Distributionally Adaptive Meta Reinforcement Learning
This addresses robustness issues in meta-RL for applications like robotics, but it is incremental as it builds on existing meta-RL methods.
The paper tackles the problem of meta-reinforcement learning algorithms failing under test-time distribution shifts in tasks, by developing a framework that trains a population of meta-policies with varying robustness levels to adapt appropriately to shifted distributions, showing improved regret and efficacy on simulated robotics problems.

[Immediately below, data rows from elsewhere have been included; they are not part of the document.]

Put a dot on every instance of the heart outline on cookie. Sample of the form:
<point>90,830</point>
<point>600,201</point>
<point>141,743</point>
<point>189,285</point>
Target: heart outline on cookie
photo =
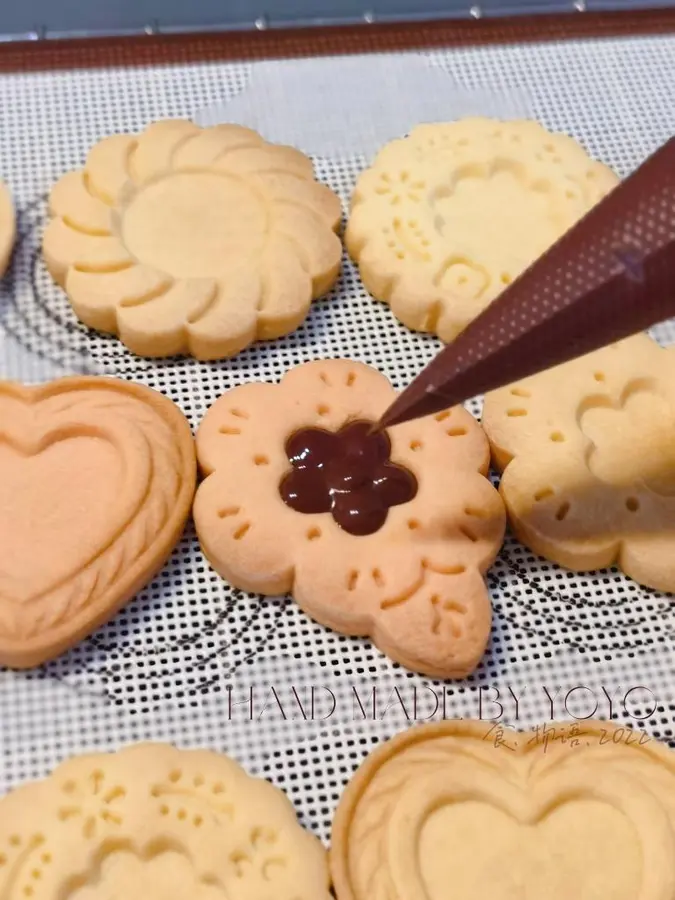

Meta-reinforcement learning algorithms provide a data-driven way to acquire policies that quickly adapt to many tasks with varying rewards or dynamics functions. However, learned meta-policies are often effective only on the exact task distribution on which they were trained and struggle in the presence of distribution shift of test-time rewards or transition dynamics. In this work, we develop a framework for meta-RL algorithms that are able to behave appropriately under test-time distribution shifts in the space of tasks. Our framework centers on an adaptive approach to distributional robustness that trains a population of meta-policies to be robust to varying levels of distribution shift. When evaluated on a potentially shifted test-time distribution of tasks, this allows us to choose the meta-policy with the most appropriate level of robustness, and use it to perform fast adaptation. We formally show how our framework allows for improved regret under distribution shift, and empirically show its efficacy on simulated robotics problems under a wide range of distribution shifts.